Letting the light into our lives

2009-04-08 00:00

There are many metaphors — climbing back up a mountain, finding a new road or reinventing our lives. Janet van Eeden found a good one: look to your wounds, that’s where the light comes in. There are many wounds: bereavement, violence, personal insults, hate speech, injustices and illness.

Creative editorial policy at its best links together on the same day features with a common topic, as it did in Van Eeden’s and Ron Nicolson’s pieces on March 20. Or perhaps it’s my own subjective thinking.

Van Eeden’s final quotation must have held particular resonance with a number of people who have suffered losses lately. Because we are all inclined to think parochially, many of us can relate her experiences to our own experiences and those close to us; and also to those people with political connections whom we read about — the Hani family comes to mind. And of course Nelson Mandela’s family.

I know people who have coped courageously with the violent deaths of loved ones and never wasted a thought on revenge or blame. They know instinctively how to let in the light.

Not so for others, featured often in the papers, who voice satisfaction, even glee, when justice has been meted out; and vengeful wrath when, from their perspective, it has not (although of course fraud and corruption convictions should always be cause for glee, although perhaps not for politicians).

As has Van Eeden, I have had the privilege of watching over three of my children who came home to be cared for until they could resume normal life. Those three separate episodes, those times of cherishing them in their temporary dependence, were some of the most precious of my memories (although, back then I was probably a lot more sanguine in my dealings with them than I am in my old age. Someone once told me, I hope with a touch of envy, that my children were raised with healthy neglect. At least she said they were raised and not dragged up).

Some time later my second son died in a freak farm accident. All four of my children are equally important to me and the loss of any one of them would have been equally dreadful. Wounds come in different forms and with closure (if that is ever permanent) comes the light, which also comes in different forms. Does that word ubuntu summarise the letting in of the light, and radiating it outwards?
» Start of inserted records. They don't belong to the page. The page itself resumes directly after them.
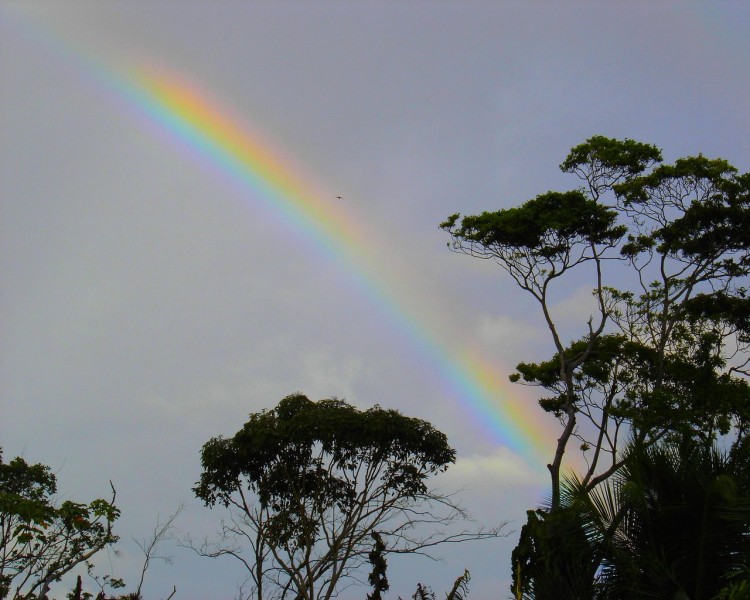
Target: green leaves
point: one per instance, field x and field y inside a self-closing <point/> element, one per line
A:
<point x="546" y="226"/>
<point x="41" y="542"/>
<point x="312" y="448"/>
<point x="618" y="158"/>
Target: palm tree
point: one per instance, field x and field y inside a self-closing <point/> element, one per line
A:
<point x="673" y="523"/>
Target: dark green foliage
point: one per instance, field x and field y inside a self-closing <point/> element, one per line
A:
<point x="610" y="159"/>
<point x="547" y="226"/>
<point x="377" y="579"/>
<point x="663" y="358"/>
<point x="553" y="558"/>
<point x="459" y="591"/>
<point x="312" y="451"/>
<point x="313" y="481"/>
<point x="674" y="520"/>
<point x="41" y="542"/>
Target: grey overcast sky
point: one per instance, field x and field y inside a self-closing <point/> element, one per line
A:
<point x="150" y="299"/>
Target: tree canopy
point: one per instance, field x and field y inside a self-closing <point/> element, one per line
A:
<point x="312" y="483"/>
<point x="666" y="248"/>
<point x="39" y="541"/>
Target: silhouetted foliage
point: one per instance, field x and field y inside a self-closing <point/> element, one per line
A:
<point x="41" y="542"/>
<point x="309" y="482"/>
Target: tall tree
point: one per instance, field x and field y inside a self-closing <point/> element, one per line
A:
<point x="41" y="542"/>
<point x="309" y="483"/>
<point x="668" y="351"/>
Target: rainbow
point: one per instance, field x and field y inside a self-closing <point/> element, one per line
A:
<point x="200" y="122"/>
<point x="190" y="117"/>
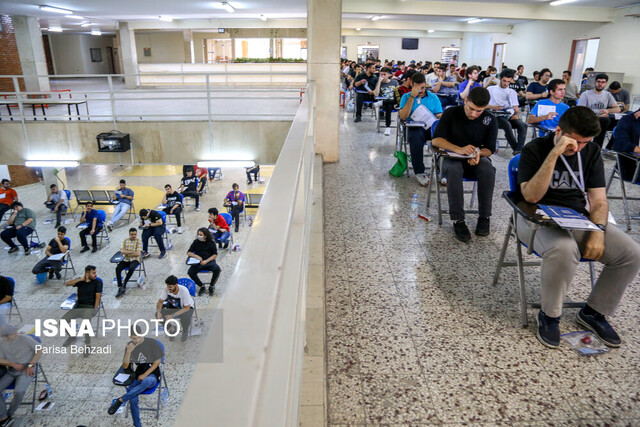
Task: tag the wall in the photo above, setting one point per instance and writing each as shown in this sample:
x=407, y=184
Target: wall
x=548, y=44
x=429, y=48
x=9, y=57
x=71, y=53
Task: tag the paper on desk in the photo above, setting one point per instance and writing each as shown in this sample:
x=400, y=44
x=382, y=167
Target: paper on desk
x=543, y=110
x=422, y=114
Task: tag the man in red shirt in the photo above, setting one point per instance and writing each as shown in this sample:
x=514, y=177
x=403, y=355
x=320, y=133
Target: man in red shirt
x=219, y=228
x=7, y=196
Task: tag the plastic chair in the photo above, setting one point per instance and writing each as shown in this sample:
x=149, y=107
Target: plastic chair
x=512, y=231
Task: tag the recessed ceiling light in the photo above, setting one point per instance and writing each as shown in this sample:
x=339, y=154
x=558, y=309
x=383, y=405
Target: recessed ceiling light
x=56, y=10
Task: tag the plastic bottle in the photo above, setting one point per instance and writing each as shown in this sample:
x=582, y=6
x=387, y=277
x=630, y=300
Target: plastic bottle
x=414, y=206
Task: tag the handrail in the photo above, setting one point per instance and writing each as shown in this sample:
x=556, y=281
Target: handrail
x=258, y=381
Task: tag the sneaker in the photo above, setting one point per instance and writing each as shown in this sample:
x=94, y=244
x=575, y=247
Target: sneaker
x=461, y=231
x=483, y=227
x=597, y=324
x=423, y=179
x=548, y=332
x=114, y=406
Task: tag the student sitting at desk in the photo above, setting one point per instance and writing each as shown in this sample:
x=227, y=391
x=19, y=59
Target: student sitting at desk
x=565, y=169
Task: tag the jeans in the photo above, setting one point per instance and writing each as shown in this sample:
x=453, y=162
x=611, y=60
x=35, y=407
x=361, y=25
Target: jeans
x=417, y=137
x=8, y=234
x=561, y=251
x=211, y=266
x=508, y=126
x=4, y=311
x=94, y=236
x=157, y=233
x=131, y=266
x=22, y=381
x=484, y=172
x=119, y=211
x=45, y=265
x=133, y=391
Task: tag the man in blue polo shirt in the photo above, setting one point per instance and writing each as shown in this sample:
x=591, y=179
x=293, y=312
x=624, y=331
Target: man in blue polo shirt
x=553, y=108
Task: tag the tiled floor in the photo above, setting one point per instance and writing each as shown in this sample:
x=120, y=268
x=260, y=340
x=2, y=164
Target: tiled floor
x=418, y=335
x=82, y=388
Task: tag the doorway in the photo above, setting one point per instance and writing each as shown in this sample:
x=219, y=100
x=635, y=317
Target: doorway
x=499, y=50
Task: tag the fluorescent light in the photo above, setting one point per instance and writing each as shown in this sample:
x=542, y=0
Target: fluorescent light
x=56, y=10
x=226, y=163
x=51, y=163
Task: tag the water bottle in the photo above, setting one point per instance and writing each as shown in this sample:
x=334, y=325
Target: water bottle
x=414, y=206
x=164, y=396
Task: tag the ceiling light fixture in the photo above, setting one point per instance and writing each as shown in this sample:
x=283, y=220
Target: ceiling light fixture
x=56, y=10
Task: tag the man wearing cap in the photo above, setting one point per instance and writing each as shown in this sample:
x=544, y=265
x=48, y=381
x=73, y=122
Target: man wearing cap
x=18, y=354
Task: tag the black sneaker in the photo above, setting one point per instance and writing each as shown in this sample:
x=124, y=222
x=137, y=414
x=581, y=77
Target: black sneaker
x=483, y=227
x=548, y=332
x=597, y=324
x=461, y=231
x=114, y=406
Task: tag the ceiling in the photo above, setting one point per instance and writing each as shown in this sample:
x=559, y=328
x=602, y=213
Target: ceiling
x=105, y=14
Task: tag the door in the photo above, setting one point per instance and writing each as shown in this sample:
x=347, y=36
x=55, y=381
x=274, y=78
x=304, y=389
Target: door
x=498, y=55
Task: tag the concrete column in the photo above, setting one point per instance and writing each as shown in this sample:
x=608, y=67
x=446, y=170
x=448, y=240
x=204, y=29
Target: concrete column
x=187, y=37
x=129, y=55
x=324, y=25
x=31, y=51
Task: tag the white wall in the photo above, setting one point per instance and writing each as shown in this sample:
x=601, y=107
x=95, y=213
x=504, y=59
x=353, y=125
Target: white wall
x=542, y=44
x=429, y=48
x=71, y=54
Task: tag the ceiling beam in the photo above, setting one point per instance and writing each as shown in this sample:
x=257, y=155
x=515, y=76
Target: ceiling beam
x=480, y=10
I was fortunate (hardly the right word) in that blame was never a factor in my bereavements (my husband died recently) and I cannot claim to have handled them in exemplary ways. But who of us can go through life without experiencing hardships? One only has to think of Natalie du Toit, Christopher Reeves, Van Eeden and her daughter, Jessica Foord, Madiba, the Rattrays, Sister Abigail and some who would not want to be mentioned by name.

Most of us have someone close who suffers chronic pain with incredible fortitude and with the greatest gift of all, humour. They have all climbed their mountains and found their light.

In my own district, I am inordinately proud of the people and institutions who, each in their special way (religious, secular, Buddhist, medical or good-neighbourliness), have that light in their lives that reflects outwards with immeasurable good will. Ubuntu abounds among our people (and pray god it will one day among our politicians).

Nicolson wrote of the vulnerability of memorials and monuments, and Van Eeden wrote of the creation of a garden being as laudable as a literary work.

There used to be a corner plot on Howick Road that grieving parents had turned into a garden in memory of their son. For whatever reason, that garden is no more. But it served its purpose, letting a little light into their lives — and in those who passed it by.

In the place where I am privileged to live, among splendid scenery, where music annually, for a brief few days, rocks the monumental mountains, a small stone will suffice; under a big, big sky suffused with its special lovely light.

• Phyl Palframan is a retired farmer’s wife, living on the home farm, a mother, grandmother, gardener and freelance journalist.